January 15, 2001


I have just come off one of the nicest, most relaxing, most emotionally-centered weekends in recent memory ... and I owe it all to Franz.

Or rather, I owe it all to the absence of Franz. For the first time in months, I didn't bring my little boss home with me for the weekend.

He didn't sit next to me on the #51 on Friday afternoon, as the ancient AC Transit System bus lurched and lunged its way down Broadway. He didn't walk home from the bus stop with me, pausing at the top of Crab Cove to watch the ducks, then stopping at the ATM to pick up dinner money. He didn't ask for a bite of my cheese enchilada at The Acapulco on Friday night. He didn't ride along to the shoe repair place with us on Saturday morning, or stand next to me at the magazine rack at Walgreen's, reading "Northern Californa Bride" over my shoulder, or curl up in bed with us to watch "Where The Boys Are" on Saturday night.

On Sunday -- my precious *Alone Day* -- he didn't hang around while I washed my pantyhose and worked on the wedding tape and e-mailed rŽsumŽs to the sweater company, the computer-gizmo manufacturer, the university, the law office. He didn't complain about the Celtic music. He didn't raise an eyebrow when I had leftover pizza for lunch, instead of my usual fruit and Slim Fast.

When I stood in the bathroom brushing my teeth last night, he wasn't standing behind me giving me bunny ears in the mirror.

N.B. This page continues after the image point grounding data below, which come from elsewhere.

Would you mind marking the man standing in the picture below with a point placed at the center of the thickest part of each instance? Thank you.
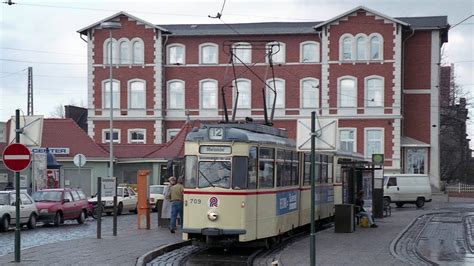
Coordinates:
(176, 198)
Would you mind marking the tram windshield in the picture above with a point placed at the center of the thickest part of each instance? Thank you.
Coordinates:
(214, 174)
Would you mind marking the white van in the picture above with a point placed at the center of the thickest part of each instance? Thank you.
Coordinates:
(407, 188)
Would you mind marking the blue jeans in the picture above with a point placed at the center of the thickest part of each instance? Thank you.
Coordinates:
(176, 208)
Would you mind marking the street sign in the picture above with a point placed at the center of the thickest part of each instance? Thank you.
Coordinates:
(80, 160)
(16, 157)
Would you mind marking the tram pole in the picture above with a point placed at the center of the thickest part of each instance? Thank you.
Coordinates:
(312, 243)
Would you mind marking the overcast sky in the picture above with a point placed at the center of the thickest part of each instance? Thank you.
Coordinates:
(42, 34)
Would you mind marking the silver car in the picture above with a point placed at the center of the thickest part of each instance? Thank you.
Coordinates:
(28, 211)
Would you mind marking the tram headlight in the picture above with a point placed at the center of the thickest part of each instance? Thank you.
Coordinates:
(212, 215)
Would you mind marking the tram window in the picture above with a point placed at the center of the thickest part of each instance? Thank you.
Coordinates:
(252, 168)
(266, 168)
(190, 177)
(239, 172)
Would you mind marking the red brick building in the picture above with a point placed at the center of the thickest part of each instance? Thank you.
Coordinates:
(377, 75)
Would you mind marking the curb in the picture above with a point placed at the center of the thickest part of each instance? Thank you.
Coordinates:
(149, 256)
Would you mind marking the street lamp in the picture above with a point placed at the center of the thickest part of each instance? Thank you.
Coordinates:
(110, 25)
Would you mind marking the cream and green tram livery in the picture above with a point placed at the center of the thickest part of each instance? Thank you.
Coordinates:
(245, 182)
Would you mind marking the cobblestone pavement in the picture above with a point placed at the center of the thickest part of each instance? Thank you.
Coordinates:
(54, 246)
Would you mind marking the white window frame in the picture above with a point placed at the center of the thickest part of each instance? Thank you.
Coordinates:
(367, 101)
(366, 140)
(341, 47)
(170, 132)
(269, 94)
(247, 50)
(354, 141)
(302, 81)
(302, 45)
(201, 53)
(282, 51)
(168, 94)
(129, 91)
(142, 52)
(106, 130)
(340, 94)
(249, 93)
(369, 42)
(104, 82)
(168, 53)
(136, 130)
(201, 82)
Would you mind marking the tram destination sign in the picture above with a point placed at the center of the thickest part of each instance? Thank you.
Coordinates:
(208, 149)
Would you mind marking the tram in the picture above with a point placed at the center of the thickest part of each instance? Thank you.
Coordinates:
(245, 182)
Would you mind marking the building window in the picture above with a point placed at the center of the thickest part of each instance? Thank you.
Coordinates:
(208, 94)
(347, 140)
(137, 135)
(279, 88)
(115, 135)
(361, 46)
(374, 91)
(115, 94)
(242, 52)
(208, 54)
(347, 93)
(137, 94)
(309, 52)
(277, 52)
(309, 93)
(243, 87)
(375, 48)
(415, 159)
(176, 54)
(171, 133)
(138, 52)
(373, 142)
(124, 52)
(176, 94)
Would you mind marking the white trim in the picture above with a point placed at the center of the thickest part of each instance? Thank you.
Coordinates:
(216, 47)
(106, 130)
(318, 49)
(129, 135)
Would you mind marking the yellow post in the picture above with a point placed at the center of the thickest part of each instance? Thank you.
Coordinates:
(143, 214)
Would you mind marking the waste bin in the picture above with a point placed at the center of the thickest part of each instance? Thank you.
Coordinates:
(344, 218)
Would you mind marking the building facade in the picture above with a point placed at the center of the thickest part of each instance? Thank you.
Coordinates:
(377, 75)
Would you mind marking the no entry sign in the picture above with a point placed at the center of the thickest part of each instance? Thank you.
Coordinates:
(16, 157)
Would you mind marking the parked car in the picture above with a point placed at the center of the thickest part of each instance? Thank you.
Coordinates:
(156, 194)
(28, 211)
(126, 201)
(57, 205)
(407, 188)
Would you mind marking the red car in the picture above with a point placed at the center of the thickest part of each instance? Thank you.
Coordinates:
(57, 205)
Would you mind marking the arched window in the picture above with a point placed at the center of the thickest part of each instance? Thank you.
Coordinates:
(124, 52)
(137, 95)
(279, 87)
(375, 51)
(208, 53)
(374, 92)
(347, 93)
(208, 94)
(242, 51)
(115, 94)
(176, 54)
(138, 52)
(309, 93)
(361, 45)
(309, 52)
(176, 94)
(244, 88)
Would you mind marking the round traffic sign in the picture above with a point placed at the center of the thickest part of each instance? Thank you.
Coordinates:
(16, 157)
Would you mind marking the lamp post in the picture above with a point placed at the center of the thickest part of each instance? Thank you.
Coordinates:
(110, 25)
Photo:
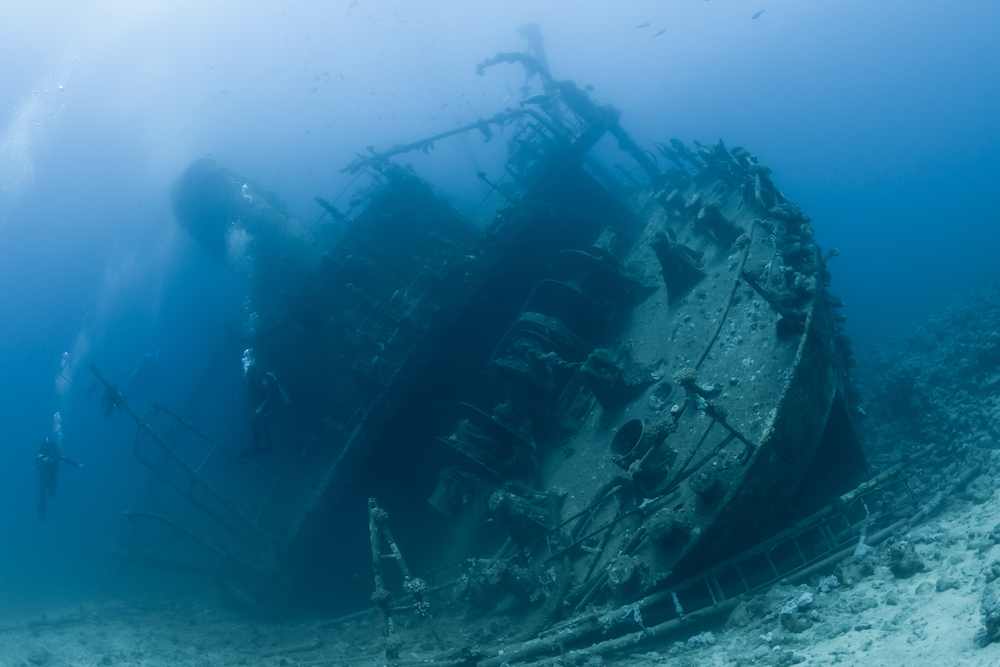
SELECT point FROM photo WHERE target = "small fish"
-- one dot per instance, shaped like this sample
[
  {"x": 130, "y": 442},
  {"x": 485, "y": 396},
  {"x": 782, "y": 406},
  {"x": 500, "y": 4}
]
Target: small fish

I have to tell you: I didn't miss him much.

It's as though a bazillion pound weight has been lifted from my shoulders -- and from my psyche -- since I submitted that resignation letter on Friday. For a change, I didn't waste the entire weekend obsessing over my crappy job, and my crappy boss, and the crappy circumstances which (I felt) bound me forever to my crappy job and my crappy boss.

Here's what I thought about instead: 

I thought about honeymoons in Port Townsend, and low-fat salad dressing coupons, and long afternoon naps. I thought about library books, and white candles, and the U.S.S. Hornet at the old Alameda Naval Base.  I thought about Emmylou Harris, and the Oakland Raiders, and chicken in hoisin sauce ... windstorms, and Help Wanted sections, and friendly e-mail from former high school classmates. I thought about the Tots. I thought about my sister. I thought about the appropriateness of white antique-lace wedding dresses on forty-something/second-time brides. I thought about nighttime moisturizers vs. daytime moisturizers. I thought about chocolate.

(Actually, I thought about chocolate a LOT. But that's another story for another day.)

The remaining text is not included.